The lesions of small arteries that might lead to benign angiogram-negative SAH may be one of the four types delineated by Fisher27 : lipohyalinosis (also known as segmental arterial disorganization), saccular microaneurysm (classic Charcot-Bouchard microaneurysm), fusiform microaneurysm, or a nonaneurysmal "bleeding globe." Lipohyalinosis occurs almost exclusively in small intraparenchymal arteries and spares arterial segments in the subarachnoid space.27 Hemorrhage from such a lesion might still cause an SAH if it occurred at the parenchymal/subarachnoid junction. Fisher26 27 found no evidence that either saccular or fusiform microaneurysms were the source of hypertensive parenchymal hemorrhages and suggested that these lesions are unlikely to be responsible for such hemorrhages because of the small size of the parent vessels, the consistent presence of a sealing layer of fibrin, and the failure to find traces of such structures in serial sections of regions of hypertensive hemorrhage. Similar considerations likely exclude microaneurysms of small arterial branches as the cause of most cases of angiogram-negative SAH. Finally, a nonaneurysmal defect such as a muscular media deficiency may be the most likely cause of rupture of a small artery in the subarachnoid space.12 Such lesions are more likely to occur with age, particularly in hypertensive patients, and also occur selectively in perforating and lenticulostriate arteries.36
Hypertension occurs with greater frequency in patients with angiogram-negative SAH than in age-matched control subjects, suggesting that it may play a role in the pathogenesis of this entity.18 Both of the patients reported here had evidence of vascular disease before their SAH, consistent with a role of vascular degeneration in the etiology of benign angiogram-negative SAH.

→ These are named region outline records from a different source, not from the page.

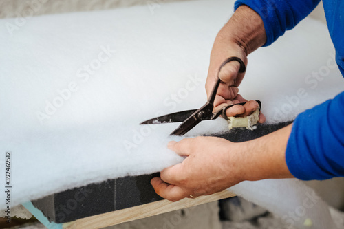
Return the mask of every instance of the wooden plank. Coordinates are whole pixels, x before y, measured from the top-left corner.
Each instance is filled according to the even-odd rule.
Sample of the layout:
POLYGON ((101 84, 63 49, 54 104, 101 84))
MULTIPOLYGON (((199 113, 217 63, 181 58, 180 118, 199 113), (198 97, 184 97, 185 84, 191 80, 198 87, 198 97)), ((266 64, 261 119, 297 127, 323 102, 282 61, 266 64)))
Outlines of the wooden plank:
POLYGON ((220 193, 199 197, 196 199, 185 198, 177 202, 171 202, 164 199, 78 219, 73 222, 63 223, 63 227, 65 229, 102 228, 234 196, 235 196, 235 194, 225 190, 220 193))

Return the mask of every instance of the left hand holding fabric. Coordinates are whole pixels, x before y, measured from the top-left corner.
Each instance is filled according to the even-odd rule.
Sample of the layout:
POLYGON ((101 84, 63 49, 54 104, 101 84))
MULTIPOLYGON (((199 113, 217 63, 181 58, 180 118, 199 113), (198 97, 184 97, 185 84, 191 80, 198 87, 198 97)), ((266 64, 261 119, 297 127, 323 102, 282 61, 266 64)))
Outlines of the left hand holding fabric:
POLYGON ((172 201, 211 195, 242 181, 241 155, 233 153, 237 143, 215 137, 197 137, 170 142, 168 147, 186 157, 180 164, 161 171, 151 184, 155 192, 172 201), (191 196, 190 196, 191 195, 191 196))

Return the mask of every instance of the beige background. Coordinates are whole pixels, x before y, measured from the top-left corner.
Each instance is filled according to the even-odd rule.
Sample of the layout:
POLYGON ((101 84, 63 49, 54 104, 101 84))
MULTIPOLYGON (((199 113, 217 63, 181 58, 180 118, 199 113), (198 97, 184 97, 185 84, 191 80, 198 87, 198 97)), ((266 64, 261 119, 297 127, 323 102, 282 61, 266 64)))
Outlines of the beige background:
MULTIPOLYGON (((42 15, 100 10, 139 4, 154 7, 165 2, 183 1, 190 0, 0 0, 0 18, 19 17, 34 6, 38 6, 37 9, 39 8, 34 12, 34 15, 42 15)), ((311 17, 325 21, 322 3, 311 14, 311 17)))

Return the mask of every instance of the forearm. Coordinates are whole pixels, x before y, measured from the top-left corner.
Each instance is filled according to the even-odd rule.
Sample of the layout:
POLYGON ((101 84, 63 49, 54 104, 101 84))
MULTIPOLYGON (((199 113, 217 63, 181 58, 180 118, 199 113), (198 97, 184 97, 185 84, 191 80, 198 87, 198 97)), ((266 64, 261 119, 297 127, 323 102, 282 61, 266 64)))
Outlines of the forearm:
POLYGON ((251 141, 238 144, 242 180, 294 177, 286 162, 292 124, 251 141))
POLYGON ((214 46, 234 43, 246 54, 263 45, 266 41, 264 25, 260 16, 246 6, 240 6, 218 33, 214 46))

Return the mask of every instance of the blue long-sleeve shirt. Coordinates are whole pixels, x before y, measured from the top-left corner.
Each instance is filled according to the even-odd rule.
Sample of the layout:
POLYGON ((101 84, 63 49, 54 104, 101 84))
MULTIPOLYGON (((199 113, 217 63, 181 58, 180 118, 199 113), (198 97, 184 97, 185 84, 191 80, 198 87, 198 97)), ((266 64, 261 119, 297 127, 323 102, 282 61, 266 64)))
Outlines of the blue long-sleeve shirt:
MULTIPOLYGON (((320 0, 237 0, 261 17, 270 45, 308 15, 320 0)), ((344 1, 323 0, 336 61, 344 76, 344 1)), ((292 174, 301 179, 344 176, 344 91, 299 114, 286 151, 292 174)))

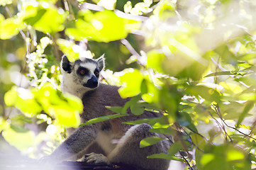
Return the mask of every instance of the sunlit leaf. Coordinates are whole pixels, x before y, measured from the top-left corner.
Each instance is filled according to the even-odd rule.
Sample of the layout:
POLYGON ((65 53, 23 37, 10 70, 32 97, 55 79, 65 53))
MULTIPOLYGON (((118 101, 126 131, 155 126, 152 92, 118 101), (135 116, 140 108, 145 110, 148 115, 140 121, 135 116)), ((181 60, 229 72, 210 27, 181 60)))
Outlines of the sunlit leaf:
POLYGON ((16 35, 21 26, 18 18, 9 18, 3 21, 0 20, 0 39, 6 40, 16 35))
POLYGON ((235 73, 232 73, 230 72, 214 72, 214 73, 211 73, 209 74, 208 74, 207 76, 205 76, 204 77, 208 77, 208 76, 229 76, 229 75, 233 75, 235 74, 235 73))
POLYGON ((74 51, 76 45, 73 42, 59 38, 56 42, 70 62, 74 62, 79 59, 79 53, 74 51))
POLYGON ((125 38, 133 21, 117 16, 114 12, 104 11, 91 13, 80 12, 81 18, 75 21, 75 28, 68 28, 65 33, 77 40, 83 38, 99 42, 109 42, 125 38))
POLYGON ((43 3, 43 6, 28 6, 25 10, 23 21, 45 33, 52 33, 64 29, 65 20, 64 10, 57 9, 52 4, 43 3))
POLYGON ((141 148, 151 146, 165 139, 160 137, 148 137, 140 141, 140 147, 141 148))
POLYGON ((106 9, 113 10, 115 9, 116 0, 100 0, 97 5, 101 6, 106 9))
POLYGON ((124 74, 120 77, 120 81, 124 84, 118 89, 122 98, 134 96, 140 93, 140 84, 143 76, 139 70, 135 69, 127 69, 123 71, 124 74))
POLYGON ((49 113, 56 117, 57 123, 67 128, 77 128, 80 124, 80 113, 64 106, 52 106, 49 113))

In summary, the two patients presented here provide evidence that certain cases of benign angiogram-negative SAHincluding the perimesencephalic variantmay be caused by rupture and subsequent thrombosis of a small branch of an intracerebral artery. We believe that it is important to distinguish such cases, which represent the majority of instances of angiogram-negative SAH, from lesions that occur in the circle of Willis and its major tributaries and branches and that are associated with a higher rate of morbidity and mortality.
Received January 12, 1995; revision received February 9, 1995; accepted February 9, 1995.